Share prices of Malaysian Airline System closed on Monday, down 4 per cent that could cut over $50 million from the air carrier's market value, compounding the 20 per cent drop in the company's stock price since news of the missing jet came out on March 8.
Ms Rolfie reckoned an American court could order Malaysian Airlines to pay the U.S. passengers between $8 million and $10 million, while the family of the Chinese passengers could get less than $1 million each.
Reuters reported that ahead of court claims, Allianz, the German insurance company that is the main reinsurer of the missing jet, had placed $110 million in an escrow account and has agreed to make hardship payments to relatives of the passengers.
Mr Wisner warned that varying pay-outs could result in an international backlash against the air carrier, particularly if their cases come out in media.

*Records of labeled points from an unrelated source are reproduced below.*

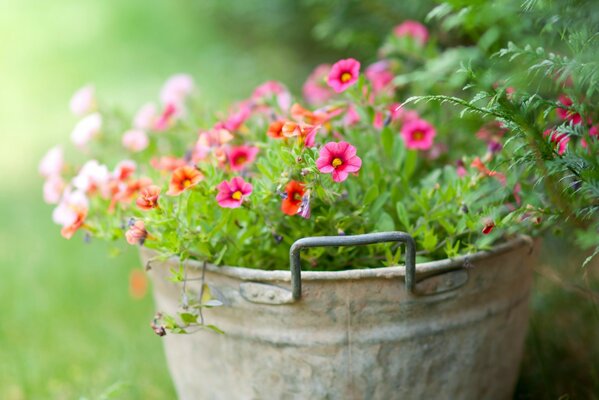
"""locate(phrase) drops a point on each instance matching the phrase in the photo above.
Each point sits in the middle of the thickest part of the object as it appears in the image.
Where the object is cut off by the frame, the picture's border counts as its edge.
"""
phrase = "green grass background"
(68, 327)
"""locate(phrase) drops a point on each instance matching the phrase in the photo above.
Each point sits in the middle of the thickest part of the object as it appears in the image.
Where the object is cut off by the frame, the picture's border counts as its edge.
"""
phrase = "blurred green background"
(69, 328)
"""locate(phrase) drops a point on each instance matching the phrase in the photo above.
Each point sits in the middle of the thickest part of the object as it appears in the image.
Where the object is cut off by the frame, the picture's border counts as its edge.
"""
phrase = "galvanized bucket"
(449, 329)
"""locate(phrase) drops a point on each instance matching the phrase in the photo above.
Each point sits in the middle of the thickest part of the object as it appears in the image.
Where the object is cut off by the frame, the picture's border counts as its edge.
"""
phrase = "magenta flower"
(413, 29)
(231, 194)
(418, 134)
(344, 73)
(339, 159)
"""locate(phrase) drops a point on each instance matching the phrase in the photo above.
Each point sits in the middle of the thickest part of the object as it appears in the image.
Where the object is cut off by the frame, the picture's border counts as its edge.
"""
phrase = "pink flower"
(566, 114)
(137, 233)
(339, 159)
(315, 89)
(380, 76)
(83, 101)
(52, 162)
(146, 117)
(418, 134)
(176, 89)
(135, 140)
(86, 129)
(559, 140)
(413, 29)
(240, 156)
(344, 73)
(274, 89)
(53, 188)
(231, 194)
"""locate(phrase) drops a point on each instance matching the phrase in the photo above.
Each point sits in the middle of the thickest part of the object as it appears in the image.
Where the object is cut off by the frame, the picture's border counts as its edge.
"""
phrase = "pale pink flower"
(338, 159)
(135, 140)
(86, 129)
(176, 89)
(344, 73)
(413, 29)
(52, 162)
(83, 101)
(53, 188)
(231, 194)
(146, 117)
(91, 177)
(315, 88)
(418, 134)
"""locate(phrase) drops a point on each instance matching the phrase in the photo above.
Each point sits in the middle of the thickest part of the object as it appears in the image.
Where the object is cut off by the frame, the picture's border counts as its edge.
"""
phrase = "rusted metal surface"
(357, 334)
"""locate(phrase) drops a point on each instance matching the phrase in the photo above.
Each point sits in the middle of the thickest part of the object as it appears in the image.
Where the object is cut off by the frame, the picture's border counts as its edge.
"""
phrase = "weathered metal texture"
(357, 334)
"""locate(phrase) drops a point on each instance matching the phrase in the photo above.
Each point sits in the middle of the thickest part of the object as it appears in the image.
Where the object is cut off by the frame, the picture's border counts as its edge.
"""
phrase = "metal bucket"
(449, 329)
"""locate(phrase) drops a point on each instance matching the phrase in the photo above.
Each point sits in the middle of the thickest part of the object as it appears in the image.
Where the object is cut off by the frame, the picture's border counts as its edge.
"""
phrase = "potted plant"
(229, 209)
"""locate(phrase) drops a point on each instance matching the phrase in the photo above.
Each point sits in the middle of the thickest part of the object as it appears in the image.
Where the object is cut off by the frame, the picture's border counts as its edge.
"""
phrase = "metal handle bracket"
(351, 240)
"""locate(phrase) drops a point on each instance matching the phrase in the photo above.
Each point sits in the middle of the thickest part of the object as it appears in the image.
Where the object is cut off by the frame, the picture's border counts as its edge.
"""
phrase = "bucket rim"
(426, 268)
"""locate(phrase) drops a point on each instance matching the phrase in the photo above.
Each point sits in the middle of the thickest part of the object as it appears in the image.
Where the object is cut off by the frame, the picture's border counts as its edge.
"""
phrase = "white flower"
(86, 129)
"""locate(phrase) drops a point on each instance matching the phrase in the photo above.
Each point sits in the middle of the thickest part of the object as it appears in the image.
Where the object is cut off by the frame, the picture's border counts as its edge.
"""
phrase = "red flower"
(148, 198)
(183, 178)
(295, 193)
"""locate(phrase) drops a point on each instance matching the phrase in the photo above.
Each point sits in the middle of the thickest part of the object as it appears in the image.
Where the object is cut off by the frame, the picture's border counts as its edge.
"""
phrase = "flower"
(148, 197)
(240, 156)
(315, 88)
(418, 134)
(176, 89)
(146, 117)
(86, 129)
(339, 159)
(52, 162)
(294, 192)
(83, 101)
(183, 178)
(137, 233)
(135, 140)
(412, 29)
(559, 140)
(344, 73)
(231, 194)
(71, 212)
(566, 114)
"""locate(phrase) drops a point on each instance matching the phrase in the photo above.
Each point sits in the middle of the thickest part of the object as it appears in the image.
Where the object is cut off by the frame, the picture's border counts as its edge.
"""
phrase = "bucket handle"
(351, 240)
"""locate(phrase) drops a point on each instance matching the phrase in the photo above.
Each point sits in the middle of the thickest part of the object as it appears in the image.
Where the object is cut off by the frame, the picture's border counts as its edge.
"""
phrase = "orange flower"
(295, 192)
(148, 197)
(183, 178)
(275, 129)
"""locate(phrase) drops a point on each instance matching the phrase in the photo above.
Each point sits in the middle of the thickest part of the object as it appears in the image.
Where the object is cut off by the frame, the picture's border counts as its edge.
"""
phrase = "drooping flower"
(293, 199)
(338, 159)
(135, 140)
(52, 162)
(566, 114)
(71, 212)
(315, 88)
(559, 140)
(86, 129)
(176, 89)
(146, 117)
(413, 29)
(137, 233)
(240, 156)
(148, 197)
(184, 178)
(231, 194)
(418, 134)
(344, 73)
(83, 101)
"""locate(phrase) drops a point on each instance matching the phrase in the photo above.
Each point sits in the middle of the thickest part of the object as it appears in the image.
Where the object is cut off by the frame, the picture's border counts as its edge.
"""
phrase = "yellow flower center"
(346, 76)
(418, 135)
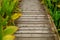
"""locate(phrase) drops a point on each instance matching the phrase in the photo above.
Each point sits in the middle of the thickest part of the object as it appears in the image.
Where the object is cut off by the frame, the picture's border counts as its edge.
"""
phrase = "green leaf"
(8, 37)
(10, 30)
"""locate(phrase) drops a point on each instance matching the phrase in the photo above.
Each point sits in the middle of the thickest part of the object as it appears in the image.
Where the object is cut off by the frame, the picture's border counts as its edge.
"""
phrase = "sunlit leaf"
(8, 37)
(16, 15)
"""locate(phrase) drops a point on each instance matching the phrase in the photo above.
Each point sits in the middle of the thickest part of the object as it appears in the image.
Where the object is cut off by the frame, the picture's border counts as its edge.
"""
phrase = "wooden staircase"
(34, 23)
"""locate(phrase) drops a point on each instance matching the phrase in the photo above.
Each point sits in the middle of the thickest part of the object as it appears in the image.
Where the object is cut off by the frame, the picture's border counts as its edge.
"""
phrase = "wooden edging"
(52, 24)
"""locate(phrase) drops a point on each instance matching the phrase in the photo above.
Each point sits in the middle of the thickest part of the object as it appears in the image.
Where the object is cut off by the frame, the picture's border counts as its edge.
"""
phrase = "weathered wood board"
(34, 23)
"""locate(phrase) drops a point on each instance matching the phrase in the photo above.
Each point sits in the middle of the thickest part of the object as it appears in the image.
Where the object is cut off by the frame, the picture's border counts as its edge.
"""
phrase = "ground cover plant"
(7, 18)
(54, 10)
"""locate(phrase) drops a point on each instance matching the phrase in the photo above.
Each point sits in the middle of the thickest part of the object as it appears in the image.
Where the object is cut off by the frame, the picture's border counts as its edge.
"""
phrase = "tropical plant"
(7, 18)
(54, 9)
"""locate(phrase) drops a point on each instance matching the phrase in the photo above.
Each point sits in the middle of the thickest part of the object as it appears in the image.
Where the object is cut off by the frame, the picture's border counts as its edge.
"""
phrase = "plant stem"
(1, 32)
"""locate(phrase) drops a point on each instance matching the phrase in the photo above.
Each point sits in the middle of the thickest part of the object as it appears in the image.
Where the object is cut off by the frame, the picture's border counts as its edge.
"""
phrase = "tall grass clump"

He said the affected families could also opt to join in a class-action lawsuit against Malaysian Airlines.
He estimated the liability insurance of the air carrier could reach $1 billion, while Malaysian Airlines would likely pay between $500 million and $750 million as total compensation to the families.
Meanwhile, Malaysia would send another high-level delegation to Beijing in Tuesday night to meet with the families of the victims, said Malaysian Defence Minister Hishammuddin Hussein.
While Malaysian Airlines is also willing to shoulder the cost of flying the Chinese families to Australia, it would depend on the plane being found for Canberra to issue visas to the kin.